For Alaska salmon fishermen, price - not supply - rankles
| CORDOVA, ALASKA
Peering out across a lonely wharf, Sue Aspelund cannot hide the envy in her voice as she explains that most of her neighbors have gone to sea for the start of the commercial fishing season.
Weeks ago, vessels both large and small left Cordova in search of wild Copper River kings, a famous breed of fish coveted by chefs and gourmets around the world for their distinctive, savory flavor.
The salmon runs are on, but even with the promise of hefty catches of kings, cohos, and sockeyes waiting in the Pacific Ocean, it's unclear whether Cordova's main industry can stay afloat, says Ms. Aspelund, executive director of Cordova District Fishermen United, an industry advocacy group.
Last year, a crisis struck this and other fishing villages throughout the Gulf of Alaska. The problem wasn't lack of wild fish, but a glut of farm-raised salmon from the Lower 48, Canada, Chile, Norway, and Scotland, that sent prices into a nosedive.
Many boat captains were pushed near bankruptcy and the governor declared an economic disaster.
In part, the success of farm-raised salmon has been aided by a marketing campaign that has convinced increasingly green-minded consumers that farm-raised fish is an environmentally friendly alternative to fishing for salmon in a world where ocean-fish populations are seriously depleted or jeopardized by overharvesting.
But the shift is a blow for Alaskan fishermen who have supported strict regulations imposed by the state to conserve the five major species of wild salmon.
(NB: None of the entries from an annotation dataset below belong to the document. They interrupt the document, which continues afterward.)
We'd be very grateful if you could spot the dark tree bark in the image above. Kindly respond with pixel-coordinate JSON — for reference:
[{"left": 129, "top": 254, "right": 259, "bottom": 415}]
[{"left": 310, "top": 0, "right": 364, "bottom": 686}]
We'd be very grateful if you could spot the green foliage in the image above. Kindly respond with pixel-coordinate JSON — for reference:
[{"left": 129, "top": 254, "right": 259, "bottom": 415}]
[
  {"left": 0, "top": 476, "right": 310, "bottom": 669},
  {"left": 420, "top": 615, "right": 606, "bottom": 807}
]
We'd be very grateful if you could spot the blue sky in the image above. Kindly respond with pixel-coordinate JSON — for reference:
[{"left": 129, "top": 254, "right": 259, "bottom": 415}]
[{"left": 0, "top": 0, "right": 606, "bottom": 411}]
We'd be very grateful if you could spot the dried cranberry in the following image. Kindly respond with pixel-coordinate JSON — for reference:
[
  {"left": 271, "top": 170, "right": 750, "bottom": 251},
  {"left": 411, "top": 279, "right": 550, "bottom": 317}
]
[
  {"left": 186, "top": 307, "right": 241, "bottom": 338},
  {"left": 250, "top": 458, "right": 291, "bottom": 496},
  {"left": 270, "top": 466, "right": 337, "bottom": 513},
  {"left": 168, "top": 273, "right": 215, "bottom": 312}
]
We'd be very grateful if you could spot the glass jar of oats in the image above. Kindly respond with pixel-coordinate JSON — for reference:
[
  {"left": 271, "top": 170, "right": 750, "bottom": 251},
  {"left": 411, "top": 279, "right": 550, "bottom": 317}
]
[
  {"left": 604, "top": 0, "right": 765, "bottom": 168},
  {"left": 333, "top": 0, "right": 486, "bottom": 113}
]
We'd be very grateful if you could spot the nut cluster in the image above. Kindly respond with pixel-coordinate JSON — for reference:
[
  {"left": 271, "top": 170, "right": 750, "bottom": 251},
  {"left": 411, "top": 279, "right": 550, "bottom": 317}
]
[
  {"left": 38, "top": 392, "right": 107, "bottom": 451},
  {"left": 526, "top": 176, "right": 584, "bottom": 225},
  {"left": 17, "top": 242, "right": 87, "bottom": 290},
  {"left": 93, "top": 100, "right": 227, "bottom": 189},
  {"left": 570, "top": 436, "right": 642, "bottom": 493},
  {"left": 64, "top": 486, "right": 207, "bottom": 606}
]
As patient stewards, the fishermen have seen fish numbers rebound but their industry hasn't been able to compete with abundant farm supplies from British Columbia and Maine.
The issue is vital for towns such as Cordova, where 75 cents of every dollar generated is directly related to the commercial fishing industry. Not all of it comes from wild salmon but a sizable percentage does. Last year, the commercial fishing industry in Alaska netted $283 million, down from the year before, and continuing a negative trend attributed to competition from fish farms.
Now, aided by a federal relief package exceeding $35 million, the industry is fighting back by gathering together an unusual coalition of environmentalists as part of a marketing campaign to convince consumers to purchase Alaskan salmon.
A new initiative, crafted by US Sen. Ted Stevens in conjunction with the fishing industry, intends to officially classify wild Alaskan salmon as "organic" on supermarket shelves, while forcing the competition to spell out for consumers how it was raised.
On that front, the Alaskan fishermen have allies in the form of some environmentalists, such as Anne Mosness with the Institute for Agriculture and Trade Policy, which backs a campaign called "Go Wild!"
Ms. Mosness points to studies that claim to have identified huge effluent problems associated with fish farms. Further, some advocates say the food used by fish farms comes from mining vast quantities of smaller fish and sometimes contains dioxins and other pollutants. Moreover, farm-raised salmon can escape, threatening the genetic integrity of wild fish and competing with wild salmon for habitat in the ocean.
"All we can do is educate, educate, educate," says Aspelund.
For their part, fish farmers say they are serving up a responsible product that consumers want. Throughout the 1990s, indeed, environmentalists told consumers to buy Atlantic farm-raised salmon as a way of taking pressure off wild fish populations in the sea.
In the months ahead, an assemblage of nontraditional allies tries to shift consumer attitudes, telling fish lovers in the Lower 48 that eating wild Alaskan salmon is good for health, good for the environment, and good for mom-and-pop fishermen.
"When you buy wild salmon from Alaska, you're not only buying an excellent product, you're supporting an excellent cause," says Tim Bristol, executive director of the Alaska Coalition.
The coalition represents 700 different groups, including conservation, sporting, religious, and labor organizations interested in protecting the environment.
In the Lower 48 states, Bristol says, loss of prime salmon habitat to dam building, intense logging, residential development, and pollution not only caused wild-salmon populations to decline but it enabled the farmed salmon industry to flourish.
Perhaps the most direct competition for Alaska fishermen is coming from farmed Atlantic salmon being raised in the Pacific waters off British Columbia. At present, the province has about 80 salmon aquaculture projects and the number could double by the end of the decade.
Alaskan fishermen not long ago earned dollars per pound for their product, but competition from fish farms has forced them to sell for less. But a year ago, fishermen in Bristol Bay, Alaska, reported receiving just 40 cents a pound for their salmon, the lowest in quarter century.
But fishing advocates hope their new campaign can turn that trend around.
"The wild salmon coming out of Alaska is just as nature intended it," Bristol says. "The industry here deserves credit [for healthy fish populations] and the proof is in the run sizes year after year."